The actual rigging part is not that difficult as in it’s only hard until it becomes easy and in the case of the voice device only requires a device driver with a relationship constraint that ties the hardware to the software using a basic naming convention structure.

I have been researching this too for a while now because its the least area i know about, It seems just bones won’t get you far regarding realistic deformation so you will def need a few morphs on top to correct various poses which linear skinning can’t get right, in terms of facial performance capture i believe faceware does a pretty good job if you carefully take care of the retarget and cleanup, then again if you look at like Uncharted 4, most of their facial performances are heavily hand keyed with a simple face mocap as base foundation.
https://youtube.com/watch?v=bOOXAcEEni0
So the artistic touch can indeed influence the end result drastically.

Okay so I spoke with snappers and they indeed do the rig and can make it work in conjuction with faceware retargeter. The cost is $8000 per model and you have to send them the 16 facial scans they request from the agisoft photoscan scans. I am very tempted here but they have no actual demos to send me so I can test this with the faceware demo.

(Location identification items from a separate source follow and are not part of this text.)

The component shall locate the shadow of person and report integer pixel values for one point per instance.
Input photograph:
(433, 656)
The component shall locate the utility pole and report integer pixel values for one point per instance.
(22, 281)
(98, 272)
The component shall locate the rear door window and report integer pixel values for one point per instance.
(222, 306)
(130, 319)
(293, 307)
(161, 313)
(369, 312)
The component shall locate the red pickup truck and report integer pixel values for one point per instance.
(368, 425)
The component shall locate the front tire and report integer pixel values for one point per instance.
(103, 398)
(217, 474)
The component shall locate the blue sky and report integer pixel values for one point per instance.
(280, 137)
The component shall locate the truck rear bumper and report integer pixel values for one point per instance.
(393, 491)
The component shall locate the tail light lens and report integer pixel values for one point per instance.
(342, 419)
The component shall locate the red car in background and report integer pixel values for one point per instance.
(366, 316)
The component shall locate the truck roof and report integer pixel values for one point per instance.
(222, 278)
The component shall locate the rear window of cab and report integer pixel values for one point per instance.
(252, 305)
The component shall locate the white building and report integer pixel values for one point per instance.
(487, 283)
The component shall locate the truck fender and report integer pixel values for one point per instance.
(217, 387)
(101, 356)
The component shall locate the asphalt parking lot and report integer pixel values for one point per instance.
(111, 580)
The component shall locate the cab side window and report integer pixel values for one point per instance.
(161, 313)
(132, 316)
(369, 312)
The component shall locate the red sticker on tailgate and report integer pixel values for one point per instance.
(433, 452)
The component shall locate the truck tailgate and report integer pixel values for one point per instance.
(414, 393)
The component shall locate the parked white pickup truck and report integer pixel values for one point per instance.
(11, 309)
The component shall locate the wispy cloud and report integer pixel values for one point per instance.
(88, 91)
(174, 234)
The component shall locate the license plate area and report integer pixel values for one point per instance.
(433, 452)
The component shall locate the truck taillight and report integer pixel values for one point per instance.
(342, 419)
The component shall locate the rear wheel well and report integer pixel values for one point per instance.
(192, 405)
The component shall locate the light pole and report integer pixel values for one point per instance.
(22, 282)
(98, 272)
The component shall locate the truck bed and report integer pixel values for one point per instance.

I had some concerns because some of the faceware demos on the faceware site look close to mass effect andromeda. I am thinking snappers is what is going to bring this to the “harley quinn” level but it’s a lot to gamble on a hunch and a single snappers tech video. Hope this helps someone wanting to make AAA looking facial animations, but I also think snappers shouild provide some sort of downloadable that is mapped to faceware to demo this. Even if it’s an .exe file just to see how it will work.